Asya ekonomileri daha hızlı büyüyor
Putin, Asya ülkelerinin ekonomisinin Batılılardan daha hızlı büyüdüğünü, bu eğilimin gelecekte de devam edeceğini vurgulayarak, “Hatırlatmama izin verin. Son 10 yılda Asya ülkelerinin GSYH’si yıllık bazda yaklaşık yüzde 5 büyürken, ABD’nin ekonomisi yüzde 2, AB’nin ise yalnızca yüzde 1,2 büyüdü. Ama bu bile önemli değil, bu eğilimin devam etmesi önemli.

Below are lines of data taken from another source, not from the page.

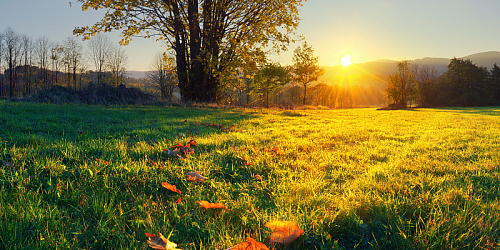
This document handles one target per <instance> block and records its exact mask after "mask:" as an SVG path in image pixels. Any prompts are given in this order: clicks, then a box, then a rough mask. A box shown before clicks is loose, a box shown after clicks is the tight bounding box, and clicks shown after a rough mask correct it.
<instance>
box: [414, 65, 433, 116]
mask: <svg viewBox="0 0 500 250" xmlns="http://www.w3.org/2000/svg"><path fill="white" fill-rule="evenodd" d="M414 73H415V83H416V84H415V97H416V101H417V104H418V105H419V106H421V107H422V106H428V105H430V104H431V103H432V102H433V98H434V95H435V88H436V85H437V80H438V74H437V71H436V69H435V68H434V67H431V66H428V65H424V66H421V67H418V66H416V67H415V71H414Z"/></svg>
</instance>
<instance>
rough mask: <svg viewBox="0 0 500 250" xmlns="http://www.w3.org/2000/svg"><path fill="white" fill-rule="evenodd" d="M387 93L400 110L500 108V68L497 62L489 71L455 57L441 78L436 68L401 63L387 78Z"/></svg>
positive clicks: (387, 99)
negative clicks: (406, 109)
mask: <svg viewBox="0 0 500 250" xmlns="http://www.w3.org/2000/svg"><path fill="white" fill-rule="evenodd" d="M385 94H386V98H387V101H388V102H390V103H392V104H393V105H395V106H396V107H397V108H406V107H407V106H412V105H413V106H418V107H437V106H488V105H500V68H499V67H498V65H497V64H496V63H495V64H494V65H493V67H492V68H491V70H488V69H487V68H486V67H483V66H478V65H476V64H474V63H473V62H472V61H471V60H469V59H460V58H453V59H451V60H450V63H449V64H448V70H447V71H446V72H445V73H444V74H442V75H438V74H437V71H436V70H435V69H434V68H433V67H430V66H420V67H419V66H418V65H412V64H411V63H410V62H409V61H401V62H398V64H397V72H396V73H395V74H393V75H391V76H390V77H389V78H388V81H387V88H386V91H385Z"/></svg>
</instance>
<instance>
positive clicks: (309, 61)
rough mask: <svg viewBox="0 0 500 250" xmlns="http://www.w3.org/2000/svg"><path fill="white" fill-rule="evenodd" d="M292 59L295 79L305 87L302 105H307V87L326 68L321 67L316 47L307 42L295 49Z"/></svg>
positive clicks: (307, 88)
mask: <svg viewBox="0 0 500 250" xmlns="http://www.w3.org/2000/svg"><path fill="white" fill-rule="evenodd" d="M292 61H293V66H292V73H293V81H294V82H295V83H297V84H299V85H301V86H302V87H303V90H304V92H303V100H302V105H305V104H306V98H307V89H308V88H309V87H310V86H311V85H312V83H314V82H316V81H317V80H318V78H319V77H320V76H322V75H323V74H324V73H325V70H324V69H323V68H320V67H319V64H318V57H315V56H314V49H313V48H312V46H309V45H308V44H307V42H304V44H302V46H300V47H297V48H296V49H295V51H294V52H293V58H292Z"/></svg>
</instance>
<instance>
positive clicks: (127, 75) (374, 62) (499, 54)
mask: <svg viewBox="0 0 500 250" xmlns="http://www.w3.org/2000/svg"><path fill="white" fill-rule="evenodd" d="M457 58H463V59H470V60H471V61H472V62H473V63H475V64H476V65H479V66H484V67H487V68H488V69H491V68H492V67H493V64H495V63H497V64H499V65H500V52H499V51H488V52H481V53H476V54H472V55H468V56H464V57H457ZM450 60H451V58H436V57H424V58H421V59H415V60H410V63H412V64H417V65H422V66H423V65H428V66H432V67H434V69H436V71H437V72H438V74H440V75H441V74H443V73H444V72H446V71H447V70H448V64H449V63H450ZM396 63H397V61H394V60H390V59H379V60H375V61H370V62H366V63H357V64H355V65H358V66H359V67H361V68H362V69H363V70H362V71H364V72H357V73H358V74H359V75H363V74H365V75H372V76H379V77H381V78H383V80H384V81H385V80H386V79H387V77H388V76H389V75H391V74H394V73H395V72H396ZM323 68H324V69H325V71H326V72H325V75H324V76H323V77H322V78H321V80H323V81H325V80H328V79H331V78H332V77H333V76H334V75H338V74H339V72H340V71H341V70H342V69H343V68H342V67H341V66H329V67H323ZM146 73H147V71H127V76H129V77H132V78H136V79H139V78H145V77H146ZM325 82H326V81H325Z"/></svg>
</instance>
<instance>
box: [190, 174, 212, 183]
mask: <svg viewBox="0 0 500 250" xmlns="http://www.w3.org/2000/svg"><path fill="white" fill-rule="evenodd" d="M200 173H201V172H189V173H187V174H186V177H187V180H188V181H194V182H204V181H205V180H206V179H207V178H206V177H204V176H202V175H200Z"/></svg>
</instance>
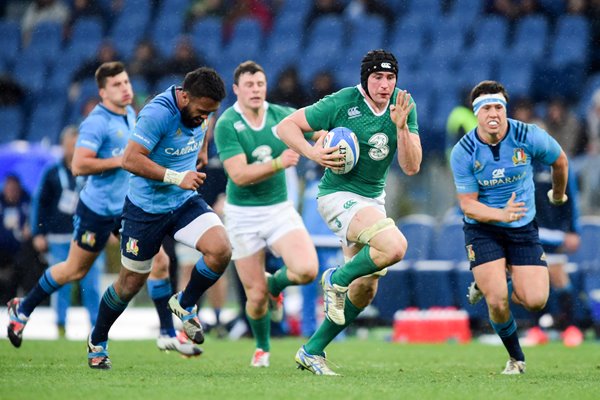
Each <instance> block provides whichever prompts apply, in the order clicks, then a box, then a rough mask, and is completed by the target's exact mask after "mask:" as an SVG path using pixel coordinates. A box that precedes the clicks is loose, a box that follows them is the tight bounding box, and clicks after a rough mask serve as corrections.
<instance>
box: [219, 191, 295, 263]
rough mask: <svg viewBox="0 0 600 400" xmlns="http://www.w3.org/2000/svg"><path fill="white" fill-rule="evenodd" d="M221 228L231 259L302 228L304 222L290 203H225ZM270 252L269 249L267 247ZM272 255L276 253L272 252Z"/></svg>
mask: <svg viewBox="0 0 600 400" xmlns="http://www.w3.org/2000/svg"><path fill="white" fill-rule="evenodd" d="M223 211H224V214H225V217H224V220H225V229H227V234H228V235H229V240H230V241H231V246H232V256H231V259H232V260H239V259H240V258H244V257H248V256H251V255H252V254H255V253H257V252H258V251H260V250H262V249H263V248H265V247H269V249H271V245H272V244H273V243H274V242H276V241H277V240H278V239H279V238H281V237H282V236H283V235H285V234H286V233H288V232H290V231H292V230H295V229H304V230H306V227H305V226H304V222H303V221H302V218H301V217H300V215H299V214H298V212H297V211H296V210H295V209H294V206H293V205H292V203H291V202H289V201H286V202H283V203H279V204H274V205H272V206H256V207H246V206H244V207H241V206H234V205H232V204H229V203H225V207H224V209H223ZM271 251H273V250H272V249H271ZM273 254H275V255H276V256H279V254H276V253H275V252H273Z"/></svg>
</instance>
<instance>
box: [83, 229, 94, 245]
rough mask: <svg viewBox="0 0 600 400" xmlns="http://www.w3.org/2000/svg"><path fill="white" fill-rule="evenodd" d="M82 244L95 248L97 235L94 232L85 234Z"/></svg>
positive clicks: (89, 232) (87, 231)
mask: <svg viewBox="0 0 600 400" xmlns="http://www.w3.org/2000/svg"><path fill="white" fill-rule="evenodd" d="M81 243H83V244H87V245H88V246H90V247H94V245H95V244H96V234H95V233H94V232H90V231H85V233H84V234H83V235H81Z"/></svg>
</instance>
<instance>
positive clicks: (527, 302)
mask: <svg viewBox="0 0 600 400" xmlns="http://www.w3.org/2000/svg"><path fill="white" fill-rule="evenodd" d="M547 301H548V296H542V295H533V296H531V295H530V296H525V299H522V302H523V306H524V307H525V308H526V309H527V310H528V311H542V310H543V309H544V307H546V302H547Z"/></svg>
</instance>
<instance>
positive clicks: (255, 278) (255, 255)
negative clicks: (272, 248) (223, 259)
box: [234, 250, 267, 293]
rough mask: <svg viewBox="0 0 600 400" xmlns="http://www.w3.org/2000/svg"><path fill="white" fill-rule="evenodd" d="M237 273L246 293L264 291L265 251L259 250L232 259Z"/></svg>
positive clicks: (263, 250) (264, 275) (264, 277)
mask: <svg viewBox="0 0 600 400" xmlns="http://www.w3.org/2000/svg"><path fill="white" fill-rule="evenodd" d="M234 264H235V269H236V271H237V274H238V276H239V278H240V281H241V282H242V285H243V286H244V290H246V293H248V292H249V291H260V292H263V293H266V290H267V289H266V288H267V281H266V277H265V252H264V250H260V251H258V252H256V253H254V254H252V255H250V256H247V257H243V258H240V259H238V260H235V261H234Z"/></svg>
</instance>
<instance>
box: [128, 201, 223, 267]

Bu kaçınılmaz olarak neye yol açacak? Asya ekonomilerinin küresel GSYH içindeki payı büyüyecek ve 2015’te kaydedilen yüzde 37,1’lik oranlardan 2027’de yüzde 45’lere yükselecek” diye konuştu.
Rusya ile işbirliği yapmaya hazır ülkelerle yeni tedarik kanalları oluşturuyoruz
Yaptırımlar sonrası tedarik kanallarında büyük zorluklar yaşandığına dikkat çeken Putin, Rusya’daki iş dünyasının lojistiği hızla yeniden inşa edebildiğini ve Rusya ile işbirliği yapmaya hazır olan ülkelerle yeni tedarik kanalları oluşturabildiğini söyledi.
Putin, Kuzey Akım boru hattı ile ilgili yaşananlara değinerek, türbinlerin iade edilmesi halinde ülkesinin yarın çalışmalara yeniden başlamaya hazır olduğunu hatırlattı.
‘‘Bize türbini verin diyoruz, vermiyorlar. Sonra da Kuzey Akım’ı silah olarak kullandığımızı söylüyorlar. Bu nasıl silah ve kim kullanıyor? Kendi ilan ettikleri yaptırım kıskacında sıkışmış, ne yapacaklarını bilmiyorlar” dedi.
Avrupa’nın Rusya’dan ucuz gaz avantajına ihtiyacı yoksa, Rusya ile işbirliğine hazır başka ülkeler olduğuna vurgu yapan Rus lider, ucuz Rus gazını alan Avrupa ülkelerinin ekonomilerinin onlarca yıldır küresel rekabet avantajlarına sahip olduklarını, şimdi ise bu avantajı kaybettiklerini hatırlattı.